To be clear, Vrabel is not going to come in with a sleeveless shirt on and begin mumbling in front of everyone while planning some black ops study into the efficacy of sleep chambers (as his predecessor once did). In public, I imagine he’ll achieve the ideal Kraftian middle ground of interpersonal finesse and private hardass. As a person, he is completely different. Friends say he has a grating but unquestionably good sense of humor. He’s a heart-on-the-sleeve kind of guy.

Behind the curtain, though, does Kraft really expect the vibe organizationally to be that dissimilar?

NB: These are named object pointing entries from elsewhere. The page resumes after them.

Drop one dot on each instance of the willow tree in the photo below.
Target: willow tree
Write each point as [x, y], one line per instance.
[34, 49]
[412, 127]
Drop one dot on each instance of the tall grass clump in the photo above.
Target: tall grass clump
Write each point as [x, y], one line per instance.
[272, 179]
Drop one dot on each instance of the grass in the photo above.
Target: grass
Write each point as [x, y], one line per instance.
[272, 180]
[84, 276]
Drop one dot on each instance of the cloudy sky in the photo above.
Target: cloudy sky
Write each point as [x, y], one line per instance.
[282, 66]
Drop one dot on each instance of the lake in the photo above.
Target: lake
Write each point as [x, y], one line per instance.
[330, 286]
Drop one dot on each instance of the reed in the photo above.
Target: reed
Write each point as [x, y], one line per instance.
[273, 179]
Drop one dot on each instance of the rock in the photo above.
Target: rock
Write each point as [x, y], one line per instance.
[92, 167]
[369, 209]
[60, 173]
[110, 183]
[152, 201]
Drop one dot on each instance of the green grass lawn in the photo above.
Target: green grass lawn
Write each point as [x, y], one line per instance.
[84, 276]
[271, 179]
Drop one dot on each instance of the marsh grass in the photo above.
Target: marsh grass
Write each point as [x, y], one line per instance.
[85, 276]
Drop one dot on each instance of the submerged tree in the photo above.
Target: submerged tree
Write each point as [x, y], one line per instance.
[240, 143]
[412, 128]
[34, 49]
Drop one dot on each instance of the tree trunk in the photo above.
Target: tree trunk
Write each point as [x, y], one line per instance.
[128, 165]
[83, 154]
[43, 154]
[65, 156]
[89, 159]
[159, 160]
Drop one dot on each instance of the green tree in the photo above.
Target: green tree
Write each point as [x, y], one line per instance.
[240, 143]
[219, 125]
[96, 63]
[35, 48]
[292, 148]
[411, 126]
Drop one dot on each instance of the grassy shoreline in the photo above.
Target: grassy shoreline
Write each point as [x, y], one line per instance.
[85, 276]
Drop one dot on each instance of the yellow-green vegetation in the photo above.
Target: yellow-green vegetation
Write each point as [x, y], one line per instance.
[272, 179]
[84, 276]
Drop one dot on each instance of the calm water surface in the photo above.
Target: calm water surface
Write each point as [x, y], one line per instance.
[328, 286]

Again, maybe no one will ever take it as far as Belichick, but the best of his disciples do appreciate the value in becoming so educated, so prepared, so in control that there is no kink in the messaging because everything and anything is derivative of one man. It will look different in principle but, if Vrabel succeeds and continues to legitimize the hiring, there will probably be moments that feel like Kraft never moved on from Belichick at all.

And if that is the case, how will we end up viewing the end of the Belichick era? Because, to me, it seems like this hiring of Vrabel is a kind of tacit admission that what Kraft had wasn’t all that bad and what he wanted may have simply been a fleeting pipe dream. To me, it makes Kraft seem admirably human. From time to time we all lose touch with the things in life we should appreciate. Then, you scratch and claw to get them back.

This came at a steep price tag. Kraft derailed the coaching career of a longtime Patriot and had to endure the embarrassment of his quotes about Mayo, and the whimsical process that led to Kraft hand selecting him, resurfacing. Multiple reputations took a hit.

Of course, there is no place like home. Vrabel emerging as a top candidate in about half a dozen other cities this offseason reminded Kraft as much.